I wanted to share a challenge we’re running into with product update webhooks and get some input from the team.

Context:

we have an app that reacts to product changes. We need to track product data, variant data, inventory, and metafields on both products and variants. Because of that, we can’t use the built-in de-duplication. We have to listen to every update by subscribing to the update date.

The problem

The problem is that the webhook doesn’t tell us what actually changed. So every time we receive one, we have to pull the full product data from the GraphQL API to figure out if anything relevant happened. For merchants with complex catalogs: many metafields, or some with 2000+ variants on a single product, this gets slow and expensive. Even for simpler catalog, the volume makes it difficult to sustain. We end up fetching a lot of data just to find out nothing meaningful changed.

The thing is, everyone ends up paying for those no-op cycles:

  • Us as an app provider: extra server cost fetching data we didn’t need
  • Shopify: unnecessary API requests that could have been avoided
  • The merchant: slower updates, even when nothing actually changed for them

Our estimate is that if we knew what triggered the update (even just which fields changed), we could skip more than 90% of those API calls.

This also connects to pricing. Webhook volume ends up being our biggest infrastructure cost, but it’s not something merchants control directly. Other apps they install can trigger a constant stream of updates. So we can’t (and don’t want to) bill based on that, and we also can’t predict it upfront for a new merchant.

Is there any ongoing work or discussion around including change context in the webhook payload (e.g. which fields were updated)? Or any recommended pattern for filtering no-op webhooks without having to call the API every time that would work when we need nested data from variants, metafields, inventory, etc..?

Thanks in advance

1 Like

Hey @Soufiane_Ghzal , this is a known limitation and something we are aware of. I don’t have a specific timeline to offer at this time (keep an eye on the developers changelog for any changes here), but I will be sure to pass on your feedback as well.

To reduce unnecessary API calls do you currently do local state caching & hashing? This won’t eliminate all redundant fetches, but it could help batch and deduplicate rapid-fire updates. Or you could consider implementing a short debounce window (e.g., 5-10 seconds) per product ID. If multiple updates come in for the same product within that window, you only fetch once.

@KyleG-Shopify @HookdeckGareth

Thanks for your answers.

We already have some debouncing, otherwise our servers wouldn’t survive. But some clients with 100k+ products will suddenly update their whole catalog once a day from external synchronization tools. Even deboucing does not help here as we have to fetch these 100k+ products to make sure we haven’t missed an update. Effectively hammering Shopify servers with volume in return.
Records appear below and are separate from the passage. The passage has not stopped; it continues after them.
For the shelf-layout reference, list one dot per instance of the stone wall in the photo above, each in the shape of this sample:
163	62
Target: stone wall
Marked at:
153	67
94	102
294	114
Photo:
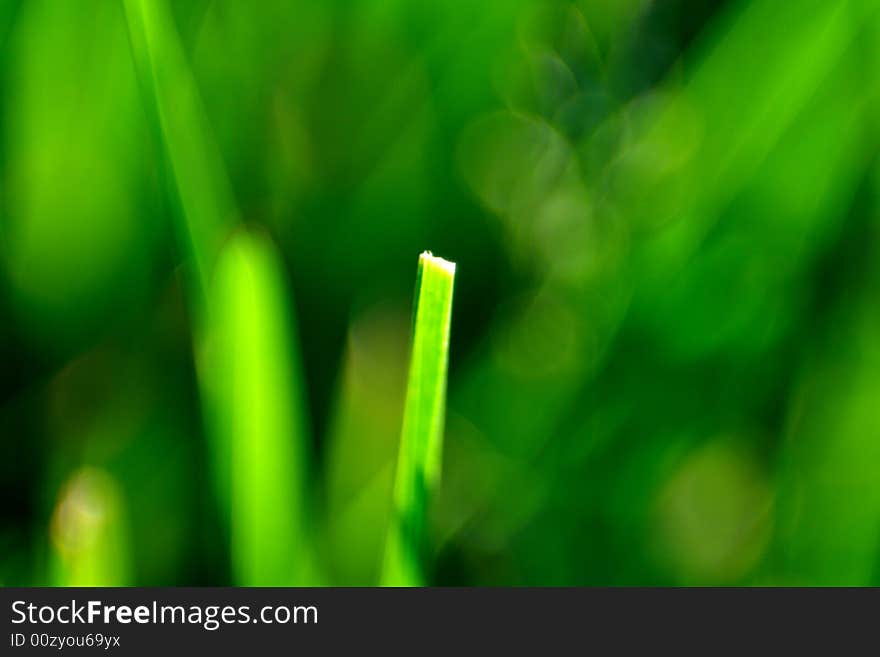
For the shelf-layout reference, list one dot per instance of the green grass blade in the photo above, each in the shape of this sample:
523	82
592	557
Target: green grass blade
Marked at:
207	207
253	382
421	440
89	541
249	375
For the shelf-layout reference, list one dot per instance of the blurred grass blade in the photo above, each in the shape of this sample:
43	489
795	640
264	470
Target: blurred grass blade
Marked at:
207	206
421	440
89	540
253	382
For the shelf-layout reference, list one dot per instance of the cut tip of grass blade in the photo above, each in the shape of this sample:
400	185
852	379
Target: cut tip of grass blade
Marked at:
421	440
429	259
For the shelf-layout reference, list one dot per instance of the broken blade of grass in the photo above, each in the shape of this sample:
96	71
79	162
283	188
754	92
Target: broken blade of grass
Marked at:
421	440
254	386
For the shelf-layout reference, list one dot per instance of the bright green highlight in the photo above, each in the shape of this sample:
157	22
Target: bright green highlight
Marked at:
252	377
421	440
88	531
199	177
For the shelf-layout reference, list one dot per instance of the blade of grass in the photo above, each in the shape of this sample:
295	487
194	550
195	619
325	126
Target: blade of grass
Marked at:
200	184
248	367
421	440
254	383
89	542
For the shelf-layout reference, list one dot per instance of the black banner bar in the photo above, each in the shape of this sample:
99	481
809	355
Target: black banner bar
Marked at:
144	621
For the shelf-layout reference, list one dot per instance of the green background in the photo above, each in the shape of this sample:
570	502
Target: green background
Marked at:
665	353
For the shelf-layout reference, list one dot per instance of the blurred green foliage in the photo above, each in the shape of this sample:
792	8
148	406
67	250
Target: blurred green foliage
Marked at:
664	362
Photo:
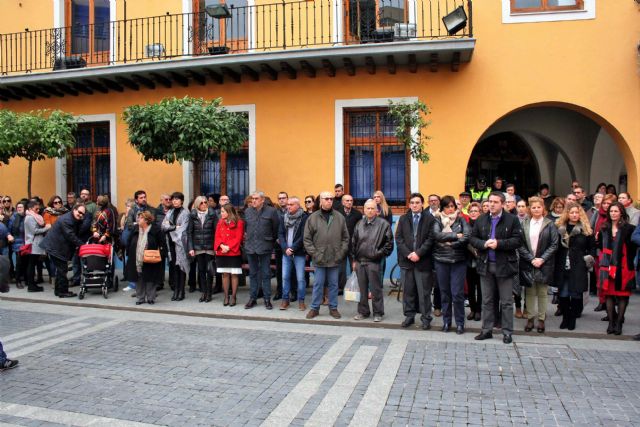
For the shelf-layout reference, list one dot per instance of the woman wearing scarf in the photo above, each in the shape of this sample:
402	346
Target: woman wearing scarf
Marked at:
573	260
175	226
537	256
291	236
596	223
34	230
104	221
451	233
617	272
146	235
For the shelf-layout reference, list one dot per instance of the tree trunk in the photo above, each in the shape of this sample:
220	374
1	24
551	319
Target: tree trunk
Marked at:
29	178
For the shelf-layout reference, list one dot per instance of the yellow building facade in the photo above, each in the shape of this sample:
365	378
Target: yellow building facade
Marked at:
559	82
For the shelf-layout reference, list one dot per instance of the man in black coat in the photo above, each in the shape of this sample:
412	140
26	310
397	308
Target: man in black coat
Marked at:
415	241
61	243
351	216
497	236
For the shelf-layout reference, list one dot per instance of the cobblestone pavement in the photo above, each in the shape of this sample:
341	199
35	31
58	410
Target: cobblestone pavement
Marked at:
92	366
Hey - we’re in a similar boat with product update webhooks. They’re really noisy without providing an easy way to see what updated.

We’ve thought about moving to a less-than-realtime approach of using bulkQueries to run every half hour to hour to pull from the brand’s shopify instance and then bulkMutate to write to the destination. Just throwing that out that out as a possible alternative to webhooks.

Hi @APIConsumer

Thanks for sharing. That a good compromise in some use case, but for our use case we need to catch every single live updates and react to them quickly. Also, running a full bulk fetch on the store would work on small stores. But we have large stores with complex catalog for which running a bulk operation on their catalog would take hours to run at best, at worst we noticed that it crashes after a few minutes due to some issues that shopify is facing with complex catalogs.